The Financial Industry Regulatory Authority has suspended a former Fidelity representative for 45 days for participating in an outside business activity in which he posted "unapproved financial-related content" on social media.

According to FINRA's order, Kevin N. Jenkins entered the securities industry in August 2021 when he became associated with Fidelity Brokerage Services.

From December 2021 to June 2023, he was registered as a general securities rep with Fidelity.

On June 30, 2023, Fidelity filed a Form U5 reporting that Jenkins had voluntarily resigned while under internal review for “posting of unapproved financial-related content in his social media and using the name of an entity that also had not been approved.”

While associated with Fidelity, Jenkins controlled and operated a company that created and published content on social media.

"That content included discussions of personal finance, economics, and investments and, at times, included recommendations to buy or sell specific securities," the order states. "In connection with his online business, Jenkins also offered a subscription service for individualized financial advice."

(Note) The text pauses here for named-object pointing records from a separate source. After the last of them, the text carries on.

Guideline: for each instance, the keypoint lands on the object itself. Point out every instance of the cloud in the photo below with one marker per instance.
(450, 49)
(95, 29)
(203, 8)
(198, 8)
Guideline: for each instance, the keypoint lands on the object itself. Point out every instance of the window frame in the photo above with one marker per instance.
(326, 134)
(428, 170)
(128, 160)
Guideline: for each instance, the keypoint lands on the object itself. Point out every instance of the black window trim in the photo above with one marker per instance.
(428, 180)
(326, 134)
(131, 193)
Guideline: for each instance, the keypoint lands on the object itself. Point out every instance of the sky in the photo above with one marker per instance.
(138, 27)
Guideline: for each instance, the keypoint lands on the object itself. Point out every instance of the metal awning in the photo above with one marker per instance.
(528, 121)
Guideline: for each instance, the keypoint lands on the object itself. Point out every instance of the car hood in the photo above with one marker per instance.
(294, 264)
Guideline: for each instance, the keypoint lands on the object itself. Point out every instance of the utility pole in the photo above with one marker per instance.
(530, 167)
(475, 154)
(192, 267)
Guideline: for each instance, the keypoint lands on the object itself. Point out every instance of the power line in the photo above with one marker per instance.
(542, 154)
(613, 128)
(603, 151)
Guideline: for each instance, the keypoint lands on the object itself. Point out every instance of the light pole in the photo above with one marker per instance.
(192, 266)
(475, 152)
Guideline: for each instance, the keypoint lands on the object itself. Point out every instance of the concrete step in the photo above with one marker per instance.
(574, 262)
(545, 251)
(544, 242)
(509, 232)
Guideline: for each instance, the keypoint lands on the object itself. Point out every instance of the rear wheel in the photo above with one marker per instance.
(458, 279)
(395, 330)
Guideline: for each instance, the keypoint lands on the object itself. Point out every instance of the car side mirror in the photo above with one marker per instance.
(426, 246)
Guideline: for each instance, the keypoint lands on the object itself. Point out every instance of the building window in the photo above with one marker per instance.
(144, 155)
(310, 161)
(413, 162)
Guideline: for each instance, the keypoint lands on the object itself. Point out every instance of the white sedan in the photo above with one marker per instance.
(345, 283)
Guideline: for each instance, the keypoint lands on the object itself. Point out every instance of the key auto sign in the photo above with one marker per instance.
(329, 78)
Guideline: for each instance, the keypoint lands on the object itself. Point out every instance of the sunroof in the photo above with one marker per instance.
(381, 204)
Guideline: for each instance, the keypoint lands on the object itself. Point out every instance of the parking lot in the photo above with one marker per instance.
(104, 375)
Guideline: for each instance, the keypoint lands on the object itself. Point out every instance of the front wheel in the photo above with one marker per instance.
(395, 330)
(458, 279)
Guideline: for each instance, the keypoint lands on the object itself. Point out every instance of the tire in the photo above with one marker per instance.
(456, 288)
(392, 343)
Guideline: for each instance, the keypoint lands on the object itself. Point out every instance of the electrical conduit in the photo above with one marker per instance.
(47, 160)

He continued to create and publish investment-related content, including investment recommendations, until his resignation from Fidelity in June 2023. He worked at Merrill Lynch from July 2023 to March 2025 and is now registered with Innovation Partners in Charlotte, North Carolina, according to BrokerCheck.

From at least August 2021 to February 2023, "one firm customer subscribed, and during this time period, Jenkins provided recommendations to the customer to buy or sell specific securities," the order states. "In total, the customer bought or sold securities pursuant to Jenkins’ recommendations in more than 75 transactions valued at approximately $5,000."

In January 2022, shortly after becoming registered, "Jenkins orally disclosed to the firm that he had a social media brand but inaccurately described it as involving only financial education," according to the order.

In August 2022, Jenkins falsely attested on the firm’s annual compliance questionnaire that he was not involved in any private securities transactions and did not maintain any outside business activities.

"After the firm raised questions about his activities, in March 2023 Jenkins made a written disclosure to the firm about his online brand, but he did not disclose that it included making investment recommendations," the order states.

Jenkins accepted FINRA's findings without admitting or denying them.